Cheats and Tricks of Sci-Fi and Horror

Article by Anthony Leong © Copyright 1999


This article appeared in Issue 18 of Frontier, Australia's sci-fi media magazine

Frontier magazine

We see them every time we turn on the television to watch the latest episode of "Star Trek: Voyager" or "The X-Files". We see them so often in sci-fi and horror movies that we hardly notice them anymore and often take them for granted. If you look closely at your average sci-fi and horror television shows and movies, you will notice that writers, producers, and directors rely on a number of narrative 'shortcuts' when telling a story-- little cheats and tricks in plot and production design that have little bearing on reality. These conventions and contrivances arise from the need to tell a story as quickly as possible and as cheaply as possible (one might also add 'with as little creativity as possible' to the list), and can be attributed to one of three reasons: economy of storytelling, production constraints, and just plain laziness.

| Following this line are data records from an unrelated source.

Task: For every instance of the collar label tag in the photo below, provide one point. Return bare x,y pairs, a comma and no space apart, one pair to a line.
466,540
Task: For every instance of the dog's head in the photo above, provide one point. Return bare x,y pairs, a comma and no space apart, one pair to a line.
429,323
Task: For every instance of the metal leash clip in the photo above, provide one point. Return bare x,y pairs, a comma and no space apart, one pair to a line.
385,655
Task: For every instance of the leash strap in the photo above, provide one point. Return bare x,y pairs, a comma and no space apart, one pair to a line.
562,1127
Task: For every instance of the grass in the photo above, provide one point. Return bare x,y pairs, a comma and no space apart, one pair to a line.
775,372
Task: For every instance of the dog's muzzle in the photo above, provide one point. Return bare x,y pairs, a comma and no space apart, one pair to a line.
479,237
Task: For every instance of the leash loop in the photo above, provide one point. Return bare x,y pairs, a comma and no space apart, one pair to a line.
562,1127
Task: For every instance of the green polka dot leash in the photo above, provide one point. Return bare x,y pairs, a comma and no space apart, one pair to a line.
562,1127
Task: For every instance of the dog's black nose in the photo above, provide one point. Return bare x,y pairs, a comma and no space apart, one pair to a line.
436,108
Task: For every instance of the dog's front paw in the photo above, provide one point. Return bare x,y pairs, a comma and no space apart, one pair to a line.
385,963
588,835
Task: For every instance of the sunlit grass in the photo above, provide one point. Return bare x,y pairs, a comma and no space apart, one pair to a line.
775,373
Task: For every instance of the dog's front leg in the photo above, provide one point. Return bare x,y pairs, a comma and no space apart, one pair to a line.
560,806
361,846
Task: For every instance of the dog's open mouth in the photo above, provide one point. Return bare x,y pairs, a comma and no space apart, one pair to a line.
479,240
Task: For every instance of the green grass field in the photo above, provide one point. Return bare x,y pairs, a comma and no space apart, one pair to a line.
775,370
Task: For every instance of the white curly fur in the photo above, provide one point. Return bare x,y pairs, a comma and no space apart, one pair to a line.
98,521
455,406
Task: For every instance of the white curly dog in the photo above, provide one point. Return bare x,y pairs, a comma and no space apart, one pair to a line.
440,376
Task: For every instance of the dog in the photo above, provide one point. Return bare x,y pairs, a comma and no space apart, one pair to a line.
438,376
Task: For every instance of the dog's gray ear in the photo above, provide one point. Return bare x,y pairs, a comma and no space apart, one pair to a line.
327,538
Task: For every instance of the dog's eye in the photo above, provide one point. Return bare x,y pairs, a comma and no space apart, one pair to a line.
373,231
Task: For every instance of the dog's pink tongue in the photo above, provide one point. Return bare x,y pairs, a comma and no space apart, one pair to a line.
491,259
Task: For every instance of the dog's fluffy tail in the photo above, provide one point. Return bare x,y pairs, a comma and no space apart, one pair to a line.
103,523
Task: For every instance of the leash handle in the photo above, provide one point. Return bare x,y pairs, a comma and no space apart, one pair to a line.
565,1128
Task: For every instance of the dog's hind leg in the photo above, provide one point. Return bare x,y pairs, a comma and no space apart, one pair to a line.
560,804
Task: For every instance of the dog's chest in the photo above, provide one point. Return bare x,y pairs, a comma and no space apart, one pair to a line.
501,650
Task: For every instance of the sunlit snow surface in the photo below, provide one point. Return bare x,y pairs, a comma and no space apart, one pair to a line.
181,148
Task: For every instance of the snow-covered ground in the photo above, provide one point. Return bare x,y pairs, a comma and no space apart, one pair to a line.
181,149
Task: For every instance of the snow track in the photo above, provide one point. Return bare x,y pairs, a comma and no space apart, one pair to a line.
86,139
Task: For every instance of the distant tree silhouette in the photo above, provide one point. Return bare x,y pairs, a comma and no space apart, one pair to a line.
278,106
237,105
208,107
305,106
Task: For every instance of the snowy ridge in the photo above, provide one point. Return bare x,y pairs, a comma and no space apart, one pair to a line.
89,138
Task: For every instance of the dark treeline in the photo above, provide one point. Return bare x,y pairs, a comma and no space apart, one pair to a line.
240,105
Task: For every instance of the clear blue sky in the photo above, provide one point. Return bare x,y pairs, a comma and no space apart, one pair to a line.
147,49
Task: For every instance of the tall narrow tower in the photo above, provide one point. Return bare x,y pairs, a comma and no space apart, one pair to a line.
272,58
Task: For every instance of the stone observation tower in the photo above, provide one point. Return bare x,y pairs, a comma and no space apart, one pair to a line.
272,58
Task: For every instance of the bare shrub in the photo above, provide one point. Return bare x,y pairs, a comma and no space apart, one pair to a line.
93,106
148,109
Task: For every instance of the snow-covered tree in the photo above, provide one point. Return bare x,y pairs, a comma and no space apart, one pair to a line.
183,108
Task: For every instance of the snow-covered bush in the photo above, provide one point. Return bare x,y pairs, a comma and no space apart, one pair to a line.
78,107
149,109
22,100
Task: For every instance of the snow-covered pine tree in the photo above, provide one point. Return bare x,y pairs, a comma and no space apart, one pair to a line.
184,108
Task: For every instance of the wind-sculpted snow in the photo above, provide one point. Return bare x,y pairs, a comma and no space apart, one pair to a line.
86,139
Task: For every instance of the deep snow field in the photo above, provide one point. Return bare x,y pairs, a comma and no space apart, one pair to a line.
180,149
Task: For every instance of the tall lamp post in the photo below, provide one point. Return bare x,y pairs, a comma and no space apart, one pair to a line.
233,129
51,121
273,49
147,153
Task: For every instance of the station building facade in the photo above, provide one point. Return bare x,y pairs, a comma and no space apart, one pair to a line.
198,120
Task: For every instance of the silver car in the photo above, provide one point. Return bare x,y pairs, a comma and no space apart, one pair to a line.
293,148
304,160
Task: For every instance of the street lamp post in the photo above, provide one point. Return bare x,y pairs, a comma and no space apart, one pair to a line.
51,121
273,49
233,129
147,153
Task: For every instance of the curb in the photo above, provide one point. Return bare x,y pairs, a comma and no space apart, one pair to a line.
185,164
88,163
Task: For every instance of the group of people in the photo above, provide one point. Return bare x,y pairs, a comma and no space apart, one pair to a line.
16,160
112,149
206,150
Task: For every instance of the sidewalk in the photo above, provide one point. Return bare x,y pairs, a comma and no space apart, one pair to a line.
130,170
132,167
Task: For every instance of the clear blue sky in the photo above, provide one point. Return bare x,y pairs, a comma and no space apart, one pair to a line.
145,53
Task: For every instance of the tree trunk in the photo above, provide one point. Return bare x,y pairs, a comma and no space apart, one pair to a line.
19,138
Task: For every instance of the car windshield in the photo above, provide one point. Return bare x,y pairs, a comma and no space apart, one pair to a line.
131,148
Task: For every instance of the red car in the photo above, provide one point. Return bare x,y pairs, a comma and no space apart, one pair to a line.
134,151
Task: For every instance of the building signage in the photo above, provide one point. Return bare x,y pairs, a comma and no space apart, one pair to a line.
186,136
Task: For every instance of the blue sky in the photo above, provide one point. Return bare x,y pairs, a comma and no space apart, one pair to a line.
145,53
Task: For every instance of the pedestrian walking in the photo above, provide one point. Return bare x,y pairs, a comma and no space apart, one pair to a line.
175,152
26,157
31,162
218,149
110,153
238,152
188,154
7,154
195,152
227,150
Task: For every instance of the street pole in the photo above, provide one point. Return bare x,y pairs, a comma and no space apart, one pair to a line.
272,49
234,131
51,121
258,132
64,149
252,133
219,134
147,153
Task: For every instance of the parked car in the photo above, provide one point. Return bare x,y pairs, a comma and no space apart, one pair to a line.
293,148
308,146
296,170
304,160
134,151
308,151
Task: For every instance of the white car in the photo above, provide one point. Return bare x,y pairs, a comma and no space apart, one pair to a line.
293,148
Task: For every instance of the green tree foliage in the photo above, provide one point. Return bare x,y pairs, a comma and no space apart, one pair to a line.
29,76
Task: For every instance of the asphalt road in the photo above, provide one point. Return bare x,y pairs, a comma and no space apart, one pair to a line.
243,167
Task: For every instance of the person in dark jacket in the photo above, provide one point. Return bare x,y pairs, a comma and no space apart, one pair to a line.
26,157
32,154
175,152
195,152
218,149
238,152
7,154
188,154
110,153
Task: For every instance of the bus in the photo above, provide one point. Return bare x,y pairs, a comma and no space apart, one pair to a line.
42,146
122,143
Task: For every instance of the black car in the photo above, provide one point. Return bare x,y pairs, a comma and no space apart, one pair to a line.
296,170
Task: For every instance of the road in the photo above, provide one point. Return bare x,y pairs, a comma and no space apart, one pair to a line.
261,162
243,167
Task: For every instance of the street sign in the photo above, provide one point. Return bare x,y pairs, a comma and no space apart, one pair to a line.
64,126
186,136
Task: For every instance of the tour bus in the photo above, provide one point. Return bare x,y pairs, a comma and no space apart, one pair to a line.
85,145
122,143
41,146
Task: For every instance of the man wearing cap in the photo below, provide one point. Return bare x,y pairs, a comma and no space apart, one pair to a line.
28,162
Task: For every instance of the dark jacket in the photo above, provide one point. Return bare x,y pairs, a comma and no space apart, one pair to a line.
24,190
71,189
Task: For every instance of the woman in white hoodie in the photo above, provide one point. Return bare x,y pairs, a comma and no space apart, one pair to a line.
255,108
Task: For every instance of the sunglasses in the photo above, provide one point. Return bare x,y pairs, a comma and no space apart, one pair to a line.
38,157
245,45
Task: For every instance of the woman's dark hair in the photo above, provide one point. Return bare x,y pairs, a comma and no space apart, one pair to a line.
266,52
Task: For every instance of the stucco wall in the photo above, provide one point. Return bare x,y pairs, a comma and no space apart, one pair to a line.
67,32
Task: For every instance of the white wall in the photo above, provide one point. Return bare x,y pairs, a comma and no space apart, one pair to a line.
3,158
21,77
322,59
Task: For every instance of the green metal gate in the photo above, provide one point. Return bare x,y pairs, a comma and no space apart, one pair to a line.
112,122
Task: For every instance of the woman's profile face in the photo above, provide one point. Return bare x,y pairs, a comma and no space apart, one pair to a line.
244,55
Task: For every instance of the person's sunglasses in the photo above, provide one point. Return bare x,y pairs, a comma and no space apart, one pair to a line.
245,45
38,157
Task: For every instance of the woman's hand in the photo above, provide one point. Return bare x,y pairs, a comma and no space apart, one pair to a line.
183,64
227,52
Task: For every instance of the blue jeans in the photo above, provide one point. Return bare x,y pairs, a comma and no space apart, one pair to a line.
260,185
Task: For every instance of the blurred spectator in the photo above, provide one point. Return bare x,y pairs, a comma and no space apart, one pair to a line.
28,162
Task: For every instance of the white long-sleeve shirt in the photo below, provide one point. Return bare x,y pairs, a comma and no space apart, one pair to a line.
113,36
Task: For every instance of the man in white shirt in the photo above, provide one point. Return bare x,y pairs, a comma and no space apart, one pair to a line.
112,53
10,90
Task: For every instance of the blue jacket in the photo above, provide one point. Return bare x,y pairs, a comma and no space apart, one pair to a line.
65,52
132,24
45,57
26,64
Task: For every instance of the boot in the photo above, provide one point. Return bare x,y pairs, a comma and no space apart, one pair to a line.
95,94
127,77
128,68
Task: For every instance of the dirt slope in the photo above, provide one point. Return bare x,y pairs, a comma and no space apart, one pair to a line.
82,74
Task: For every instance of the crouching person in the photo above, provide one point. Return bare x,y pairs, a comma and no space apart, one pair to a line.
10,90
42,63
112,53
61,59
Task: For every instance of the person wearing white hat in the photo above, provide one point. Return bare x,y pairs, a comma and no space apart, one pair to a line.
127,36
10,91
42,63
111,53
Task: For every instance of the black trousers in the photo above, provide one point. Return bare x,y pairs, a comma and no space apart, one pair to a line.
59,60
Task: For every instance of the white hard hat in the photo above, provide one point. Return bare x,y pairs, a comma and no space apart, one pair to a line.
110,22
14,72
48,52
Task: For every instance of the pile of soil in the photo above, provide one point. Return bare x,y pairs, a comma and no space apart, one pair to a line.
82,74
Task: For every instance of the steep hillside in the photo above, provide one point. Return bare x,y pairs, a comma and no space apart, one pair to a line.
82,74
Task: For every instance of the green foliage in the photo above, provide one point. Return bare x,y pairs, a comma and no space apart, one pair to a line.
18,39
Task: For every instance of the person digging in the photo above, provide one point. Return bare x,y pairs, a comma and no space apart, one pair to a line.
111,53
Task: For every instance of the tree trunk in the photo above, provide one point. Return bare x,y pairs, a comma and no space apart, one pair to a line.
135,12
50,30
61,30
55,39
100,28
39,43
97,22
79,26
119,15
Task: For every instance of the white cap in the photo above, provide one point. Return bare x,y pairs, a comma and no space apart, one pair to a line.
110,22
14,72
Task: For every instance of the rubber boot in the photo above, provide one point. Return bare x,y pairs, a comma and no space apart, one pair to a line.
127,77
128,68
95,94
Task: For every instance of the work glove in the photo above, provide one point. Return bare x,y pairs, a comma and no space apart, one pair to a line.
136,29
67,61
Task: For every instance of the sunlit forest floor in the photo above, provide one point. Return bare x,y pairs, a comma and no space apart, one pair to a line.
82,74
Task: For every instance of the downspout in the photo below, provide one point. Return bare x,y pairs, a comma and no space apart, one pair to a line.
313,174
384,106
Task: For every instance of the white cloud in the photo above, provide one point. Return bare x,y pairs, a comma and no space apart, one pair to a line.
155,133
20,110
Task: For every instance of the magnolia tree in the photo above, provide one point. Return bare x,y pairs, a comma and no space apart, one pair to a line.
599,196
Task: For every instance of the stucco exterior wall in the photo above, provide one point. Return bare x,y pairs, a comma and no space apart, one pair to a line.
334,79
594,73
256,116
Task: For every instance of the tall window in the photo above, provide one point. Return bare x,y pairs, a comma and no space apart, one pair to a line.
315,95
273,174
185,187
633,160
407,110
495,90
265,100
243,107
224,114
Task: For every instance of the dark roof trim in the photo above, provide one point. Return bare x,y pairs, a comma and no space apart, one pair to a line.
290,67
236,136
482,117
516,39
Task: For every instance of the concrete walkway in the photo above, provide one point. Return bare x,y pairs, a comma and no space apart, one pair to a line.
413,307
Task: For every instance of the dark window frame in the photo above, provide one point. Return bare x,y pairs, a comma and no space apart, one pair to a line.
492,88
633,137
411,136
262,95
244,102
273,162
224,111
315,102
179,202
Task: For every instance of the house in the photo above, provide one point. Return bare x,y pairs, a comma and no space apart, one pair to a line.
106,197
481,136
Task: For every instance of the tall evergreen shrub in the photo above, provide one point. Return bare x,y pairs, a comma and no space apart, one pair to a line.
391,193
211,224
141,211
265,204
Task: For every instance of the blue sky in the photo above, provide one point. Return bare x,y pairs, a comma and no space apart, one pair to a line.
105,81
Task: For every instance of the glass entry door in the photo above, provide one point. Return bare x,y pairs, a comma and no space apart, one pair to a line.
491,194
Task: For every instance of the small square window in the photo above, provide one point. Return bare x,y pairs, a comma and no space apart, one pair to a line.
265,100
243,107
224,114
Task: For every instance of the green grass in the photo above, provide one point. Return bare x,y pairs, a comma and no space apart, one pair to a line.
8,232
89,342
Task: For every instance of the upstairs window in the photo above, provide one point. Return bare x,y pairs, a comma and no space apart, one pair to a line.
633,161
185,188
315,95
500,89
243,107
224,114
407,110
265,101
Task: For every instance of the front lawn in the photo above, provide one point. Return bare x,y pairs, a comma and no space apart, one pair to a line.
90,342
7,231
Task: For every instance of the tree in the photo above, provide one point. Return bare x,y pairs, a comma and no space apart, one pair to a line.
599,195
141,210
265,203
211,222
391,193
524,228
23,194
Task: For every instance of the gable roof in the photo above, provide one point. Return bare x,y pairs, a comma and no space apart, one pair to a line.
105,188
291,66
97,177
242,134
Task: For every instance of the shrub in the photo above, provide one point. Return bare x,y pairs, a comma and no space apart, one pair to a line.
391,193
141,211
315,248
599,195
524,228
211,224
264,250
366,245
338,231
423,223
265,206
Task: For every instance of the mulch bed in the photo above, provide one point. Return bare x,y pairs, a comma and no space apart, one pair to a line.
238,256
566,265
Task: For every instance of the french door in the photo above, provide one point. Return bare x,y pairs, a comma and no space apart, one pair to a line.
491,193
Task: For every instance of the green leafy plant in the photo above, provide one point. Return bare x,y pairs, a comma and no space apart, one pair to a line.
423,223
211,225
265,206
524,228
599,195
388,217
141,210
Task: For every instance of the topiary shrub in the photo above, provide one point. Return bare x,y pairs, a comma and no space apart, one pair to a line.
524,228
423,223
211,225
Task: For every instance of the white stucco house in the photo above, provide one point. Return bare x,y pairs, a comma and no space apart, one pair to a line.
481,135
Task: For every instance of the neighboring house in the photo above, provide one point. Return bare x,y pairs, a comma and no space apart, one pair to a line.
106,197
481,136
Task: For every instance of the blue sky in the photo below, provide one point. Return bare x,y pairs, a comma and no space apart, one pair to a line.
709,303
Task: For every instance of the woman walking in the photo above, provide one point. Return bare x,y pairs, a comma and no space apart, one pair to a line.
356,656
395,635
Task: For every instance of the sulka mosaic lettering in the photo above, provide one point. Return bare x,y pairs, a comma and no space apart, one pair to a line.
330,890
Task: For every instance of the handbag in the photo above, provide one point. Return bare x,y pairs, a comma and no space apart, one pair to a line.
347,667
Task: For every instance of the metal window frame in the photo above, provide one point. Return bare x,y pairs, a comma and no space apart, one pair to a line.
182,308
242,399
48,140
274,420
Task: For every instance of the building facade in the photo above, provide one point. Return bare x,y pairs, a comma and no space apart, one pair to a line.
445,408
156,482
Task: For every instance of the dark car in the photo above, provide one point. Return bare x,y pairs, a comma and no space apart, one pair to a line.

Economy of storytelling refers to providing only the necessary details or making certain assumptions to move a story forward, instead of bogging down each scene with unnecessary action or dialogue. This is why that in movies and television shows, characters will usually find a parking space right in front of the building they are going to (unless the search for a parking spot is the point of the scene), that every apartment in Paris will have an unobstructed view of the Eiffel Tower, and the watches of all characters are perfectly synchronized. This is also the reason why the villains of the James Bond movies, after having captured the titular secret agent, will go to great pains to explain away their elaborate scheme so that the audience is 'reminded' just how evil they are.

Production constraints are also another reason for the odd rules you find in movies and television shows. Everything you show the audience has a price tag attached, and by removing unnecessary characters or props, a producer can tell a story with the least outlay of cash. This is the reason why artificial gravity is so prevalent in outer space adventures, since it would be too expensive to simulate weightlessness (and in certain movies, may even stretch the acting abilities of the cast). In addition, because cameras require an unobstructed view of the action, you'll notice that cars in certain movies will lack rearview mirrors, which would otherwise cover an actor's face). Similarly, the majority of the apartments seen on television and in the movies are extremely spacious (providing room for the production crew to work), even if the character has a low-paying job and could not possibly afford such a place.

Finally, there is 'just plain laziness'. As a quick look at your local megaplex theatre will tell you, Hollywood is short on original ideas, since it is often easier to recycle something. Hence, writers and directors 'borrow' bits of dialogue or concise visual statements from other films and television shows instead of finding a new means of conveying the same thought. As a result, skydivers and paratroopers always make snide remarks about 'jumping out of a perfectly good airplane', noises in dark houses or alleyways are always caused by cats, cops tend to die just a few days before retirement, and the poignancy of a plane crash is often highlighted by a child's doll (appropriately charred) amidst the wreckage.